(For a 2010 update, read “Tax Package Changes – Renewable Energy Programs are Back in Business“.)
The economic crisis currently facing the nation has caused a flurry of political action. From McCain “suspending” his campaign to massive bailouts, the response has been immediate and serious. Even though the $700 billion bailout for Wall Street was rejected by the House of Representatives, which would have been the largest US government financial market intervention in history, I can’t help but wonder what a $700 billion bailout would do for the environment. What if the US government had responded to the twenty years of dire warnings by James Hansen in the same manner as the current economic crisis? Such an aggressive response may have stopped climate change and saved our economy through green jobs and technology.
>> See also: Why Van Jones should be Obama’s Secretary of Prosperity
Government scientists, like James Hansen, have been muzzled for warning us that the Earth “is nearing… a tipping point beyond which it will be impossible to avoid climate change with far-ranging undesirable consequences.” Sounds like the sky is falling to me, but when Treasury Secretary Henry Paulson says it, the government takes note. As Bruce Marks, founder and CEO of the Neighborhood Assistance Corporation of America (NACA) explains:
Paulson says the sky is falling, we have to bail out Bear Stearns, $30 billion; the sky is falling, we have to bail out Fannie and Freddie, $200 billion; the sky is falling, we have to bail out AIG, $85 billion.

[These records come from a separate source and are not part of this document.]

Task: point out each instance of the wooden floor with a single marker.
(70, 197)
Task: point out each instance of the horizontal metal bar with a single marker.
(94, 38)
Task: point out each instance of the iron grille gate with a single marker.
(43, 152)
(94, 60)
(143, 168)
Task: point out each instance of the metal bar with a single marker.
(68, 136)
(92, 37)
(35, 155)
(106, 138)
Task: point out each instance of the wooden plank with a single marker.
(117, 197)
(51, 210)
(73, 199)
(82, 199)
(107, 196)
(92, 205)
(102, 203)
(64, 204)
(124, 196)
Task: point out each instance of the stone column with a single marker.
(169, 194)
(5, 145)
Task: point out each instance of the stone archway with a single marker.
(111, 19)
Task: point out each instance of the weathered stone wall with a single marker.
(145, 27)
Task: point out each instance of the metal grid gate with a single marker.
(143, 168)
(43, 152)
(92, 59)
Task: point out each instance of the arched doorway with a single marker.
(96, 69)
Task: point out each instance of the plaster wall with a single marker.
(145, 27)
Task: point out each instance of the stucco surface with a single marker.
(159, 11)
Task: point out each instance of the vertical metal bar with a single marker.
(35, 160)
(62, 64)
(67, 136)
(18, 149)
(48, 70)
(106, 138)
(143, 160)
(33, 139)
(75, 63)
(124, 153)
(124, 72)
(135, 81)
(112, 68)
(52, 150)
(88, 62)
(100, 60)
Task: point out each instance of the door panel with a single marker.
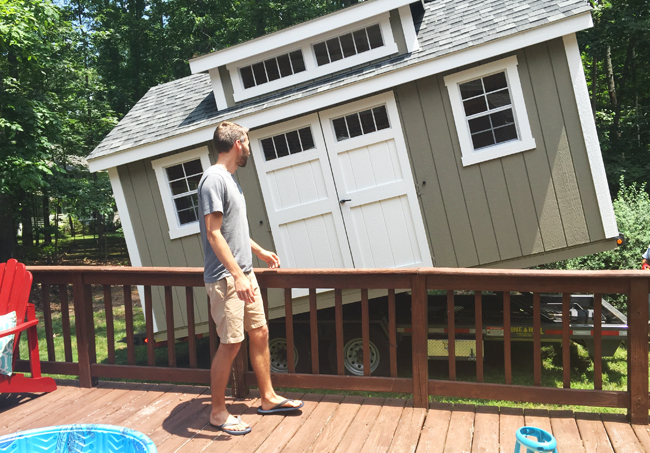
(372, 173)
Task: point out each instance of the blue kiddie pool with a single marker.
(78, 439)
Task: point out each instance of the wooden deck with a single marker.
(175, 417)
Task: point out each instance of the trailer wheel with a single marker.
(279, 355)
(353, 352)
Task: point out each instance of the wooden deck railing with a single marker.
(634, 284)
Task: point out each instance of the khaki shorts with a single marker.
(231, 314)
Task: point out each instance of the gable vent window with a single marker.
(488, 108)
(361, 123)
(272, 69)
(288, 143)
(183, 182)
(348, 45)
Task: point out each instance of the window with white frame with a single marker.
(178, 180)
(489, 111)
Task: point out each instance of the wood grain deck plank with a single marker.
(486, 430)
(434, 431)
(461, 429)
(151, 418)
(213, 439)
(510, 420)
(621, 434)
(383, 430)
(593, 433)
(566, 432)
(643, 434)
(313, 426)
(153, 392)
(408, 430)
(359, 429)
(333, 432)
(291, 424)
(264, 428)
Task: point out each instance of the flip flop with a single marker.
(279, 408)
(233, 432)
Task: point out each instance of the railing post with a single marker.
(637, 351)
(85, 347)
(419, 324)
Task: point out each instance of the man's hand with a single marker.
(244, 289)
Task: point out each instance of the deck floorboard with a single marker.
(177, 419)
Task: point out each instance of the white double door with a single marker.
(343, 202)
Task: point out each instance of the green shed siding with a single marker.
(524, 204)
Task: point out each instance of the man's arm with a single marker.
(220, 247)
(270, 258)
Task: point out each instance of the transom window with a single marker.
(361, 123)
(183, 182)
(288, 143)
(488, 108)
(348, 45)
(272, 69)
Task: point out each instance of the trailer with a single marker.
(613, 324)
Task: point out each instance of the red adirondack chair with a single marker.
(15, 286)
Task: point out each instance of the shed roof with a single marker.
(446, 27)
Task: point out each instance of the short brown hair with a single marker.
(227, 134)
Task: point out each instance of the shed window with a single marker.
(288, 143)
(348, 45)
(489, 111)
(183, 182)
(361, 123)
(272, 69)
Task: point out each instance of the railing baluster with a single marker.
(212, 332)
(313, 329)
(148, 310)
(47, 320)
(110, 331)
(365, 332)
(598, 342)
(128, 319)
(392, 332)
(171, 334)
(65, 322)
(537, 340)
(288, 319)
(338, 307)
(478, 326)
(566, 340)
(507, 345)
(637, 353)
(191, 332)
(451, 335)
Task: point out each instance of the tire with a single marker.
(353, 352)
(278, 351)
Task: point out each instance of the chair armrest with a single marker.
(19, 328)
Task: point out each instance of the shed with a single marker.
(392, 133)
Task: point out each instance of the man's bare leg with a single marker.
(219, 374)
(261, 361)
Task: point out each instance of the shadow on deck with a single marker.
(175, 417)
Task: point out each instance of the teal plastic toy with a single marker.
(545, 441)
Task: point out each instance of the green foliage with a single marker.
(632, 209)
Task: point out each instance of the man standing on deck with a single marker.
(235, 301)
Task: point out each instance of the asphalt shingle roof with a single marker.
(447, 26)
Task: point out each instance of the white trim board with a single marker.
(296, 33)
(591, 135)
(352, 91)
(127, 227)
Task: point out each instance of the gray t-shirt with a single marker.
(220, 192)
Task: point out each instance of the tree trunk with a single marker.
(7, 229)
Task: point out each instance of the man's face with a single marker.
(245, 152)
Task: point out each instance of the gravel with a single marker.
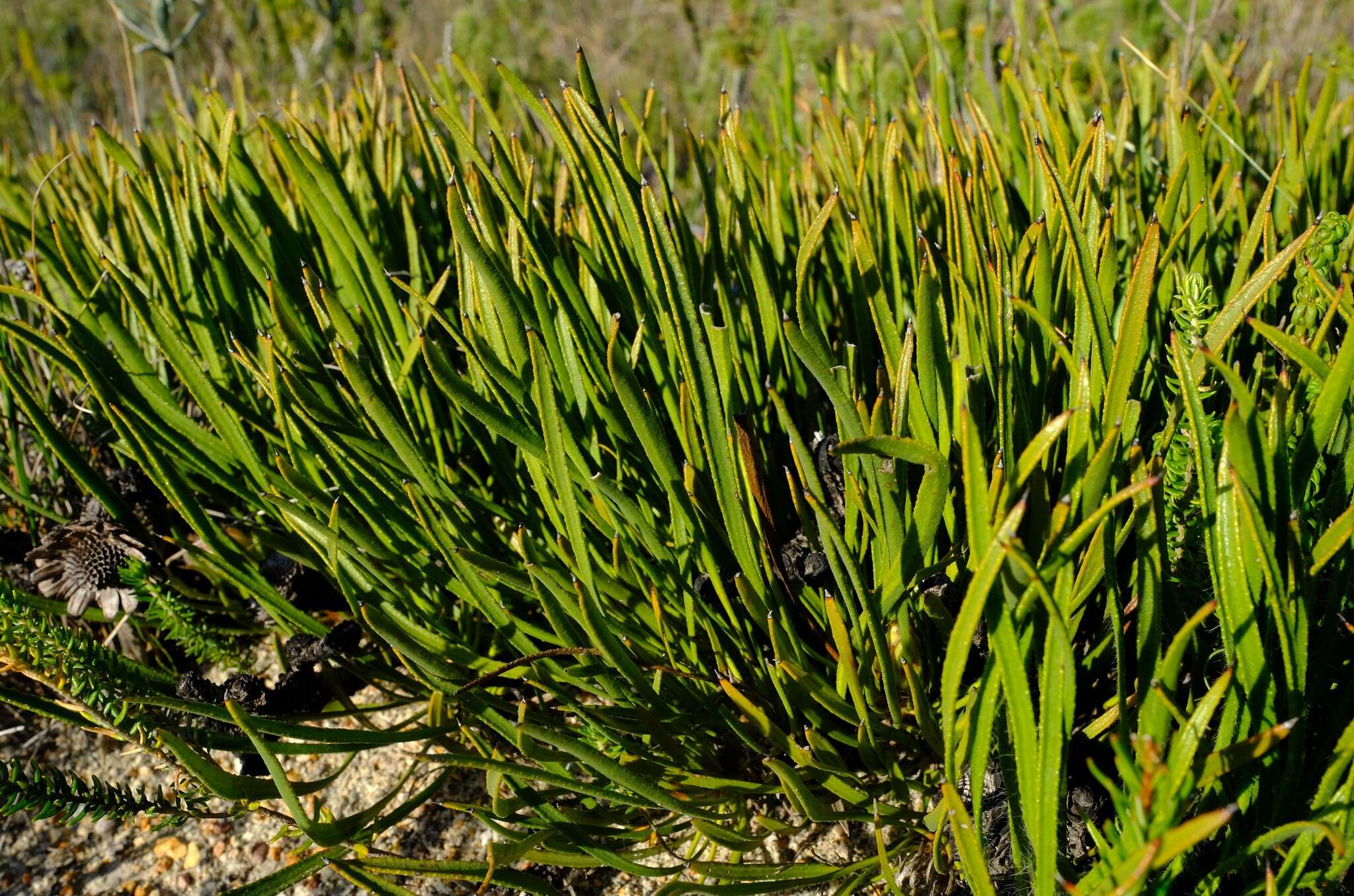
(210, 856)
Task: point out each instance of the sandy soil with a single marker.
(206, 857)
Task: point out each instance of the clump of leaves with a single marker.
(725, 485)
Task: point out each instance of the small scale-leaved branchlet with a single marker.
(77, 666)
(45, 792)
(178, 622)
(696, 485)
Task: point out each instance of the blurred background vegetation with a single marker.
(64, 63)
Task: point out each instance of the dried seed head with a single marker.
(83, 562)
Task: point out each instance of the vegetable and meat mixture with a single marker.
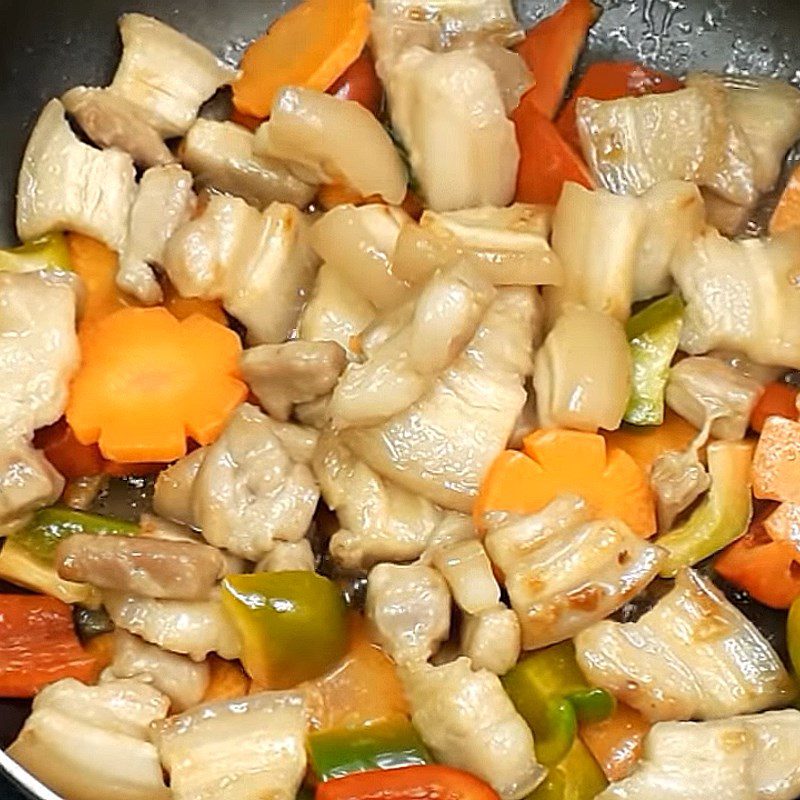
(447, 391)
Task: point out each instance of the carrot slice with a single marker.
(611, 80)
(547, 162)
(776, 463)
(39, 645)
(787, 212)
(147, 381)
(769, 571)
(310, 46)
(559, 461)
(779, 399)
(552, 48)
(616, 742)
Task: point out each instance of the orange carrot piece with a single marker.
(776, 463)
(38, 645)
(559, 461)
(779, 399)
(611, 80)
(616, 742)
(148, 381)
(645, 445)
(228, 680)
(769, 571)
(547, 162)
(552, 48)
(311, 46)
(787, 212)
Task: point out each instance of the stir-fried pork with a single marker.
(93, 742)
(706, 390)
(743, 758)
(571, 578)
(141, 565)
(323, 139)
(220, 154)
(253, 747)
(65, 184)
(693, 656)
(165, 201)
(165, 74)
(281, 375)
(409, 608)
(181, 679)
(492, 639)
(468, 722)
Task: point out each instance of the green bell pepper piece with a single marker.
(52, 525)
(576, 777)
(49, 252)
(551, 694)
(380, 745)
(793, 636)
(653, 336)
(292, 625)
(722, 517)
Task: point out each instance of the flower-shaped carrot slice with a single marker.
(556, 462)
(148, 381)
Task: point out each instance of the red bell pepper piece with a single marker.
(546, 160)
(552, 48)
(611, 80)
(430, 782)
(360, 84)
(38, 645)
(768, 570)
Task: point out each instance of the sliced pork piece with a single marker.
(468, 572)
(380, 521)
(110, 120)
(165, 201)
(87, 741)
(192, 628)
(492, 639)
(693, 656)
(285, 556)
(442, 445)
(467, 721)
(634, 143)
(742, 296)
(336, 312)
(181, 679)
(141, 565)
(252, 747)
(400, 369)
(571, 578)
(582, 372)
(165, 74)
(281, 375)
(409, 609)
(449, 113)
(67, 185)
(324, 139)
(251, 489)
(260, 265)
(27, 480)
(359, 243)
(743, 758)
(220, 154)
(706, 390)
(38, 350)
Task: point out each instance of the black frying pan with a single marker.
(51, 45)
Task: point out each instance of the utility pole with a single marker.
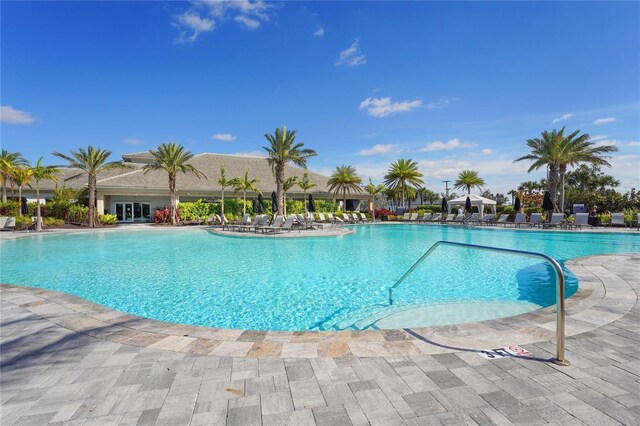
(446, 186)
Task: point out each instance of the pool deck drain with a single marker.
(68, 361)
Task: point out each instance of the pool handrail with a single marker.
(560, 285)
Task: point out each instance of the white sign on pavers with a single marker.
(505, 352)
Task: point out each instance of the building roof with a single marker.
(209, 164)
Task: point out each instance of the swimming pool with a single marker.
(190, 276)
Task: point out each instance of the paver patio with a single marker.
(64, 362)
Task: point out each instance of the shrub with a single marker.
(31, 207)
(10, 208)
(52, 222)
(23, 222)
(108, 219)
(78, 214)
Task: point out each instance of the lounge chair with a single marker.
(617, 219)
(426, 217)
(556, 220)
(535, 220)
(582, 219)
(502, 220)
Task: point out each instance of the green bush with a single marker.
(10, 208)
(52, 222)
(23, 222)
(108, 219)
(78, 214)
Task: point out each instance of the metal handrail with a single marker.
(560, 287)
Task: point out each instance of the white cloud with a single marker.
(249, 23)
(191, 25)
(11, 115)
(601, 121)
(379, 149)
(226, 137)
(446, 146)
(352, 56)
(203, 16)
(564, 117)
(382, 107)
(256, 153)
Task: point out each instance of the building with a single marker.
(133, 195)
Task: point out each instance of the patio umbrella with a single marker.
(312, 204)
(260, 204)
(547, 204)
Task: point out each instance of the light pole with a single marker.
(446, 186)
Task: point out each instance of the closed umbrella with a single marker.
(312, 204)
(260, 204)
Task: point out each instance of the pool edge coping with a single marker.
(603, 297)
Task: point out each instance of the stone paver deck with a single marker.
(68, 361)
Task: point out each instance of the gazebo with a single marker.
(476, 200)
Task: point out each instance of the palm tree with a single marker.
(224, 183)
(8, 162)
(558, 151)
(284, 149)
(40, 172)
(22, 176)
(468, 179)
(172, 158)
(244, 184)
(305, 184)
(373, 190)
(92, 161)
(344, 179)
(402, 172)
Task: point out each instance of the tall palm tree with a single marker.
(373, 190)
(8, 162)
(40, 172)
(344, 179)
(284, 149)
(305, 184)
(224, 183)
(244, 184)
(468, 179)
(401, 173)
(558, 151)
(172, 158)
(92, 161)
(22, 176)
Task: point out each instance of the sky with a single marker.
(453, 86)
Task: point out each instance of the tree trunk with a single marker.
(280, 187)
(560, 206)
(552, 184)
(20, 200)
(173, 208)
(92, 200)
(38, 219)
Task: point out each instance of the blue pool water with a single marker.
(193, 277)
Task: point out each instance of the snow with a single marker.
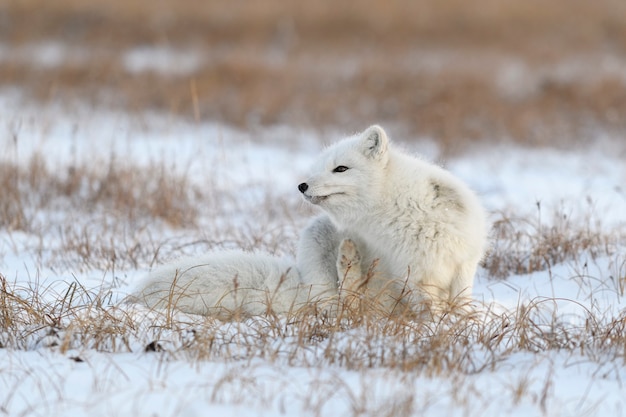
(266, 163)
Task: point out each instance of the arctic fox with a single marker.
(397, 229)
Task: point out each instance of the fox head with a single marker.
(348, 176)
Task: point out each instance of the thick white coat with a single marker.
(426, 229)
(422, 228)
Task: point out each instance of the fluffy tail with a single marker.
(226, 284)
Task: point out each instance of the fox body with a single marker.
(425, 229)
(397, 228)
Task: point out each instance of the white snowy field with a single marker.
(93, 199)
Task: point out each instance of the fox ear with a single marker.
(374, 142)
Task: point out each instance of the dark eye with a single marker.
(341, 168)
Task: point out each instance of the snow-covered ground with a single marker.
(40, 378)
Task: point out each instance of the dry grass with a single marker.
(79, 319)
(459, 72)
(70, 317)
(523, 246)
(107, 221)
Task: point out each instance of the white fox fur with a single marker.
(423, 230)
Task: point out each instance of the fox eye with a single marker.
(341, 168)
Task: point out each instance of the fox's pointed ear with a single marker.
(374, 142)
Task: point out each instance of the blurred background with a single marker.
(542, 73)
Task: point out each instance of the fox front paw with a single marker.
(348, 254)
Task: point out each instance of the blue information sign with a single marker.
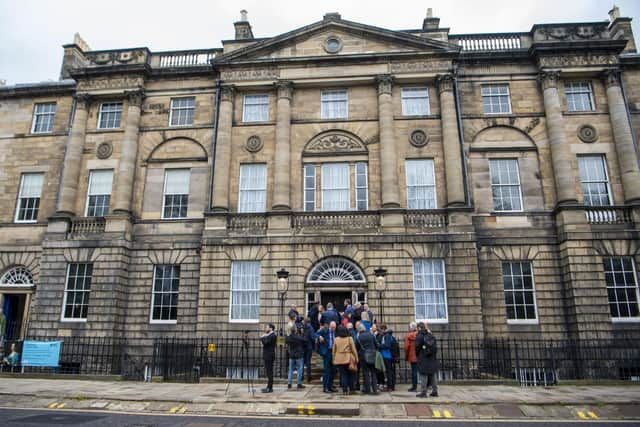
(41, 353)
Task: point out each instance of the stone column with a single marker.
(451, 142)
(129, 153)
(388, 156)
(282, 165)
(73, 157)
(625, 148)
(223, 151)
(561, 157)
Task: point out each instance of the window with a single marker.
(495, 99)
(594, 180)
(505, 185)
(362, 187)
(622, 288)
(182, 110)
(29, 197)
(335, 187)
(579, 96)
(256, 108)
(76, 293)
(164, 301)
(333, 104)
(415, 101)
(421, 184)
(43, 117)
(245, 291)
(309, 188)
(176, 193)
(519, 292)
(110, 114)
(253, 188)
(430, 290)
(99, 193)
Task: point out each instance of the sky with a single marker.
(32, 32)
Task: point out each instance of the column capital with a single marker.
(83, 100)
(611, 78)
(549, 79)
(135, 97)
(385, 83)
(227, 93)
(285, 89)
(444, 82)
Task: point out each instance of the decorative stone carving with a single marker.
(587, 133)
(251, 74)
(549, 79)
(285, 89)
(335, 142)
(385, 84)
(104, 150)
(445, 82)
(254, 144)
(419, 138)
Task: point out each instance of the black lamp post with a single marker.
(283, 286)
(381, 285)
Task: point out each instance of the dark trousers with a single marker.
(370, 378)
(390, 373)
(268, 366)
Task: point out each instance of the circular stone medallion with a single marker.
(419, 138)
(104, 150)
(254, 144)
(587, 133)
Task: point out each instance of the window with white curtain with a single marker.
(309, 188)
(415, 101)
(421, 184)
(99, 194)
(176, 193)
(594, 180)
(253, 188)
(255, 108)
(333, 104)
(245, 291)
(335, 187)
(430, 290)
(29, 197)
(505, 185)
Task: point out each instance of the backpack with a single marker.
(395, 348)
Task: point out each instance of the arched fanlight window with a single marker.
(17, 276)
(336, 270)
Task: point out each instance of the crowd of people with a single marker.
(352, 343)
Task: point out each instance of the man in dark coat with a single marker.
(426, 353)
(268, 340)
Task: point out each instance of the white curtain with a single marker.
(253, 188)
(335, 187)
(245, 290)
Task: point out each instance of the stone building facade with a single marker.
(495, 178)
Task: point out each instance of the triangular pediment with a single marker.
(335, 39)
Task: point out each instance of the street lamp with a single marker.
(283, 286)
(381, 284)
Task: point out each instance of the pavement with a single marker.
(488, 402)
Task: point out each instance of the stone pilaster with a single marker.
(127, 164)
(388, 156)
(223, 150)
(73, 157)
(625, 148)
(282, 164)
(561, 157)
(451, 142)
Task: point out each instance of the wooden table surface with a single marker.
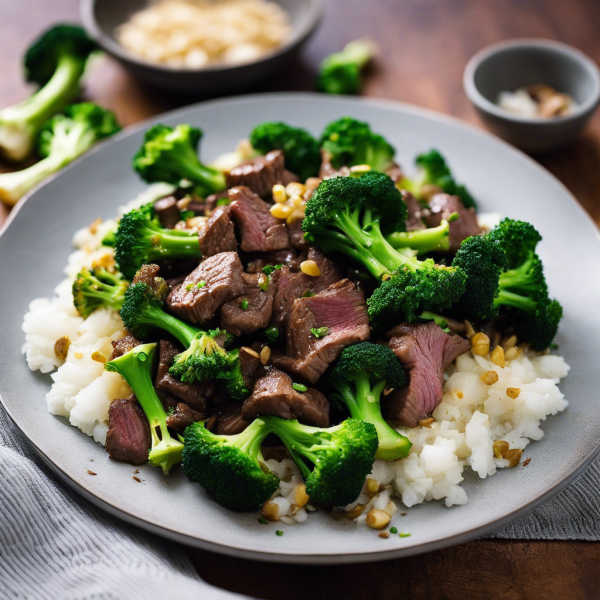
(425, 45)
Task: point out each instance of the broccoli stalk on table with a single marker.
(231, 468)
(352, 216)
(348, 142)
(98, 288)
(300, 148)
(170, 154)
(136, 367)
(140, 239)
(334, 461)
(433, 170)
(358, 379)
(55, 61)
(64, 138)
(340, 72)
(203, 358)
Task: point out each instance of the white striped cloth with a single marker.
(56, 546)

I can’t fathom $700,000,000,000. Jon Stewart told us $700 billion is equal to around 2,000 McDonald’s apple pies per individual American. The investment could turn our economy green on a larger scale rather than fatten us up on apple pies. As Van Jones explains:
It’s time to stop borrowing and start building. America’s No. 1 resource is not oil or mortgages. Our No. 1 resource is our people. Let’s put people back to work — retrofitting and repowering America. … You can’t base a national economy on credit cards. But you can base it on solar panels, wind turbines, smart biofuels and a massive program to weatherize every building and home in America.
Former presidential candidate John Edwards and the NRDC proposed the April 2008 $100 billion stimulus package be spent on green infrastructure investments, such as “retrofitting buildings to improve energy efficiency, expanding mass transit and freight rail, constructing ‘smart’ electrical grid transmission systems, wind power, solar power, and next-generation biofuels.” The program was even proposed to be paid for by auctions of carbon permits and would have created two million jobs!
What could 700 billion do for the environment if invested in a green economy? The economic crisis is real, and I don’t know the solution, but climate change is also real. I just wonder when the environment will get its bailout.